Michele Shimizu-Kelley

Day 13: December 11
Reflector: Michele Shimizu-Kelley @michelejsk
Image Title: Sunrise at Acadia National Park (August 2020)
Have you greeted the sun yet today? Have you taken a moment to appreciate the star that’s fixed just the right distance from Earth so that it provides life-sustaining energy to all the diverse living beings of our planet? Today’s Scripture readings invite us to take stock of our lives, both individually and collectively, from an illuminating perspective. Jesus asks, “To what can I compare this generation?” (Matthew 11:16). It’s a fitting question for us all today who are living during a global pandemic and reckoning with the toll our human activities take on one another and upon the natural climate and ecosystems we inhabit. So much of my own darkness is felt when I recognize how I have taken something for granted, like the fact that the sun rises each day or that we have a finite amount of natural resources being extracted at absurd rates from our common home ground. And yet in those moments when I am made aware of my darkness, I am simultaneously made free to appreciate the light and cherish its value in my life. So it is with Advent, we feel our darkness so we can discern just how we are being summoned to follow “the Light of Life” (John 8:12), to listen to our God who “teaches us what is good for us” and “leads us in the way we should go” (Isaiah 48: 17). I invite you to take a moment today to pray in thanksgiving for the sun and meditate on how its rays may be inviting you to seek life’s Light in your own unique way this Advent season.

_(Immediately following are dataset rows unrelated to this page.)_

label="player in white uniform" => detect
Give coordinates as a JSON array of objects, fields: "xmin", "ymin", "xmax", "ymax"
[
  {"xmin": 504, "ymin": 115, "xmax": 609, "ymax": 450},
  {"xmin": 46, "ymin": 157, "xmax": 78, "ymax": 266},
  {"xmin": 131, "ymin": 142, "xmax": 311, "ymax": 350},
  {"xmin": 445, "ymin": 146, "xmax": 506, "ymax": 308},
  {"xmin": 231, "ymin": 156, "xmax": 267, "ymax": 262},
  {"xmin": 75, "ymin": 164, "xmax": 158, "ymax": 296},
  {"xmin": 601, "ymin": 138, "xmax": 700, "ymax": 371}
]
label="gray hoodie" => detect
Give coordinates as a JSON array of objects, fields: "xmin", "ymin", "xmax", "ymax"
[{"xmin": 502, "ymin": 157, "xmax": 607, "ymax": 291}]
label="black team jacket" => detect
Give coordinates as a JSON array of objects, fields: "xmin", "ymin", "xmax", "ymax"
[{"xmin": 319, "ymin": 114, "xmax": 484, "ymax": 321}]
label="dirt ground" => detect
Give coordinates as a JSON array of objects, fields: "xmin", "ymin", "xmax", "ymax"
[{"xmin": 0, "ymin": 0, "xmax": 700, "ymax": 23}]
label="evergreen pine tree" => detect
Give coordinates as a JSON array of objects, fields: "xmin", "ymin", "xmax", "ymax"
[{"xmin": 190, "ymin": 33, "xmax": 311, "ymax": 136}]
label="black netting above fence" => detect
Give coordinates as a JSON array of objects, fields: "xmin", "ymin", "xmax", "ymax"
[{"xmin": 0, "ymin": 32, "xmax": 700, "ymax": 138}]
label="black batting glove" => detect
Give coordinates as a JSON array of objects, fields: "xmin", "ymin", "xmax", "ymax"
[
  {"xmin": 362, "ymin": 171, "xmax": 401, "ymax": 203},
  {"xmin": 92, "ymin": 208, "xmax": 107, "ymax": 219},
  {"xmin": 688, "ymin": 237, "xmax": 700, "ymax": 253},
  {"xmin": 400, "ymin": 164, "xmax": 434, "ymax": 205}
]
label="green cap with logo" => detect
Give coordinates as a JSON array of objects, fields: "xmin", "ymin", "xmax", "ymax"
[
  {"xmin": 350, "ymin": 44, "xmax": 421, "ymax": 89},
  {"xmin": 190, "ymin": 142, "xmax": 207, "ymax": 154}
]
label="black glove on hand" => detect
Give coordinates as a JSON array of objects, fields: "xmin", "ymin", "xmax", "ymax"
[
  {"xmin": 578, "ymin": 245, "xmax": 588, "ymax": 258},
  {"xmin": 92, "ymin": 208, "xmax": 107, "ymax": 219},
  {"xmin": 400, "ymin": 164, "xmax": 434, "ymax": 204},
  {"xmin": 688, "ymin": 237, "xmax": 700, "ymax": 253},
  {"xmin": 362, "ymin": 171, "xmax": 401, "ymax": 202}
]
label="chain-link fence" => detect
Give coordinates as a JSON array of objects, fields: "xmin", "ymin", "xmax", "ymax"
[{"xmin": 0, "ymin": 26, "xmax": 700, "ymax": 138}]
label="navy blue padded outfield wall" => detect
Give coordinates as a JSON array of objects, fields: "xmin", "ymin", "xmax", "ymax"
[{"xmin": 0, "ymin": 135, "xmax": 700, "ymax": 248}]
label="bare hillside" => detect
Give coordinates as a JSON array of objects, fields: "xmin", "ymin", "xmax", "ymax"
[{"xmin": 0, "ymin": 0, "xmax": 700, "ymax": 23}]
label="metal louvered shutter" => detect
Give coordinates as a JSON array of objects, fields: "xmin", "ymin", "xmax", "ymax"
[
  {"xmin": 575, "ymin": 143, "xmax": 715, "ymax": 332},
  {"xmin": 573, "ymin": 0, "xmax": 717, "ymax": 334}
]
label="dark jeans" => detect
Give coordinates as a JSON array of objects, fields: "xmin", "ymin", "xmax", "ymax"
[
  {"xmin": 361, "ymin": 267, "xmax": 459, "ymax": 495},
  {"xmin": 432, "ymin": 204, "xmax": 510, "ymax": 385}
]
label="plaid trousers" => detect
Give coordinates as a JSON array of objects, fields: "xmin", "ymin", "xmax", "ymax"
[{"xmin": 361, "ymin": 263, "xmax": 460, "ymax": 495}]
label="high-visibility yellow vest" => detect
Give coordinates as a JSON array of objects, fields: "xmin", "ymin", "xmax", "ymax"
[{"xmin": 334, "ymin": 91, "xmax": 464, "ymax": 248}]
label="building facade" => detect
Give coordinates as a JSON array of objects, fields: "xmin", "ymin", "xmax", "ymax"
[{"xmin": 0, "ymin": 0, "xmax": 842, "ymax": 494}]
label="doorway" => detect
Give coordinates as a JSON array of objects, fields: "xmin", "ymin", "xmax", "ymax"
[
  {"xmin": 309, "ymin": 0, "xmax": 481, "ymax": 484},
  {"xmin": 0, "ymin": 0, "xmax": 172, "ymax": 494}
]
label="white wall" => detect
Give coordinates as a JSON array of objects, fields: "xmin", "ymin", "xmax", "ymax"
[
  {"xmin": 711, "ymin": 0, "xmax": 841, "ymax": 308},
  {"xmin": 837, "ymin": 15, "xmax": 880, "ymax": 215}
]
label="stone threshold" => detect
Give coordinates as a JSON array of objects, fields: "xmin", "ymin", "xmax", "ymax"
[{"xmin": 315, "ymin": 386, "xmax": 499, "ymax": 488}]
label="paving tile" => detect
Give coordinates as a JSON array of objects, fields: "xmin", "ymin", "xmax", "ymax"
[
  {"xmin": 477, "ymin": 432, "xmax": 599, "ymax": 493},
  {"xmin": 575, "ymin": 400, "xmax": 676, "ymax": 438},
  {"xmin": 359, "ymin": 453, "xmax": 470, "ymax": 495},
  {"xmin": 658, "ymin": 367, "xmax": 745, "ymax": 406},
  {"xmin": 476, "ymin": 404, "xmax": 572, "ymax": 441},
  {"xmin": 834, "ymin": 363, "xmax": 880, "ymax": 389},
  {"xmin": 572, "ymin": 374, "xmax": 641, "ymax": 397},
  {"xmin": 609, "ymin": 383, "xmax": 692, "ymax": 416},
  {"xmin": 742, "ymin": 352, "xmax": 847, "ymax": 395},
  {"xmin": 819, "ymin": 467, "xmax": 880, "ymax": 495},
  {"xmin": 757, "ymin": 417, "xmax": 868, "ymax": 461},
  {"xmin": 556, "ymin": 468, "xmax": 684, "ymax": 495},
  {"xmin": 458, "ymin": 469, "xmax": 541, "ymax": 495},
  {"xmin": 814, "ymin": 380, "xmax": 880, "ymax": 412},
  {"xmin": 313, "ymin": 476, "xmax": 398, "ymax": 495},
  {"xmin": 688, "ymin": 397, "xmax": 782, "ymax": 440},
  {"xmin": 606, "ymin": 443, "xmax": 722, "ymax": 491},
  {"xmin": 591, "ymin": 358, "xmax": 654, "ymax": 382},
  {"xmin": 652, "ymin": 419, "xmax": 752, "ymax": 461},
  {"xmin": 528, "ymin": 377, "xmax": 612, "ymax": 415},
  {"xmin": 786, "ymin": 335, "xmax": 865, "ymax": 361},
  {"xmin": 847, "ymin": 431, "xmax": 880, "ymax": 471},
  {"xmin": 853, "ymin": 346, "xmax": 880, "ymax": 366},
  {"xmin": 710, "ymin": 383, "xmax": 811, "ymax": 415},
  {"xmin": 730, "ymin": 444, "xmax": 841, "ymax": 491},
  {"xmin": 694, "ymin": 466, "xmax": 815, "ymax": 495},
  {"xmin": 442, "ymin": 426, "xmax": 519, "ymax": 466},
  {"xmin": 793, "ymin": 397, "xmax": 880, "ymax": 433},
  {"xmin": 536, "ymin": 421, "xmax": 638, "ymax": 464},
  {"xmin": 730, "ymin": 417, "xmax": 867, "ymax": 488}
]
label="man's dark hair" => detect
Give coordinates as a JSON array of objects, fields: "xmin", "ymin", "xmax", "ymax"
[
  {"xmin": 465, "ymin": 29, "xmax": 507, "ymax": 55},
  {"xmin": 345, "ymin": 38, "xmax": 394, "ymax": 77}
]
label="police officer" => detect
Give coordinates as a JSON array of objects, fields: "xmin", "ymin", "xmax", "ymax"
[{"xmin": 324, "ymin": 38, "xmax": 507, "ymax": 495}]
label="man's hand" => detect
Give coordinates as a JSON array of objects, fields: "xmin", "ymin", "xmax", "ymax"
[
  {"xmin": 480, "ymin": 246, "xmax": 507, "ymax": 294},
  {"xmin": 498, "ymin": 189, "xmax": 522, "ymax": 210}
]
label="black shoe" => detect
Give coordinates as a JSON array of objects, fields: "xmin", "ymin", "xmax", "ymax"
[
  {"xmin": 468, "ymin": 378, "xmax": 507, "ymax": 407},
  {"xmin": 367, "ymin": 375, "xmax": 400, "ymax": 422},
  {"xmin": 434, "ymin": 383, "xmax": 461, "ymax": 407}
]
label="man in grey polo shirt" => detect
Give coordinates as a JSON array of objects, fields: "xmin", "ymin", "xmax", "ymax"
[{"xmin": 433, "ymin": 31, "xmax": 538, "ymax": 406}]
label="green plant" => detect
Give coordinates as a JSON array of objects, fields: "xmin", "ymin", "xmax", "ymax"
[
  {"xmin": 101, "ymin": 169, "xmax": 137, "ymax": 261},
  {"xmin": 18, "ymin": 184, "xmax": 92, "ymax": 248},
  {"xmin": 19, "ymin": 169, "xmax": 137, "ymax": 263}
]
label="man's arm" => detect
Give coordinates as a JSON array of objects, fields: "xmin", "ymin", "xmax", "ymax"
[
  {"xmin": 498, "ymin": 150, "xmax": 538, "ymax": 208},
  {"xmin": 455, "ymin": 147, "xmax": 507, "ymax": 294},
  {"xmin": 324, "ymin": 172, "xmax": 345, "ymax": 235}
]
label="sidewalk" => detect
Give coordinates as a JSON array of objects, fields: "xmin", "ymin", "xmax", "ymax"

Michele Shimizu-Kelley is Assistant Director at Rostro de Cristo, whose mission is to provide transformative intercultural service experiences through living the Gospel in solidarity with marginalized communities. Rostro de Cristo’s programs are facilitated in collaboration with local community partners in Guayaquil, Ecuador and most recently in Camden, NJ, which is how Michele came to know the sacred space and community at Saint Raphaela Center. She loves to accompany and support young adults in their spiritual life and vocational discernment as she walks her own journey; a journey which has recently led her to pursue a degree in social work to more actively seek ways of practicing environmental justice and liberation health.